In other words, while the data ocean is the architectural foundation needed to set up your data mesh for success, the data mesh is the organizational model that enables your team to create data products. If every company is a “data company”, its currency is the “data products” that it can output, its repeatability and its reliability. This is a concept that McKinsey Analytics created a “data factory”.

What should you worry about?

As you read more about the data mesh concept throughout the year, you will probably hear from three types of people: disciples, distracted and distorted.

Disciples will encourage you to return to the original paper or contact Dehghani directly if you have questions. You can also order his book, which is coming out soon.

There will be distracting pundits or vendors who will want to label the concept of “data mash” as a fade or old trend: “Look away!” They will say, “Nothing new here!” Be careful. Innovation is related to your current status.
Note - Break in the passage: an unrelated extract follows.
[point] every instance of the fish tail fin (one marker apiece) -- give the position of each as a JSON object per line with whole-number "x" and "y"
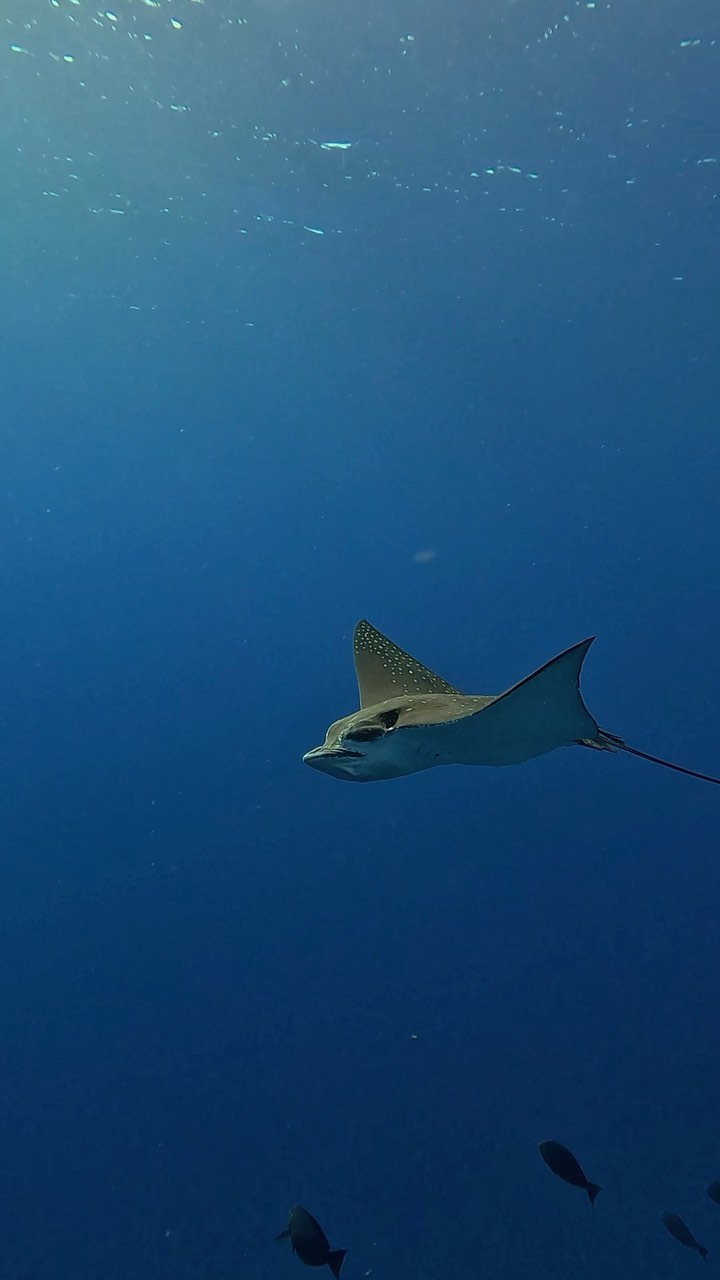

Go back to Genesis and decide for yourself whether this concept is new to you, your team and your organization.

The perverts will probably be vendors (software, vendors, services) who will directly benefit from drawing a straight line from flesh paper on their product, solution or services. Be careful. As my friend Eric Broda explains in his Data Mash Architecture blog, “There is no single product that brings data mash to you.”

The best solution, I think, is to engage with practitioners. Leaders who have practiced theory and who are willing to share their teachings.

Bruno Aziza is the head of data and analytics at Google Cloud,

DataDecisionMakers

Welcome to the VentureBeat community!

DataDecisionMakers is where experts, including tech people working on data, can share data-related insights and innovations.

If you would like to read about the latest ideas and latest information, best practices and the future of data and data tech, join us at DataDecisionMakers.

You might even consider contributing to your own article!

Read more from DataDecisionMakers

Similar Posts

Leave a Reply

Your email address will not be published.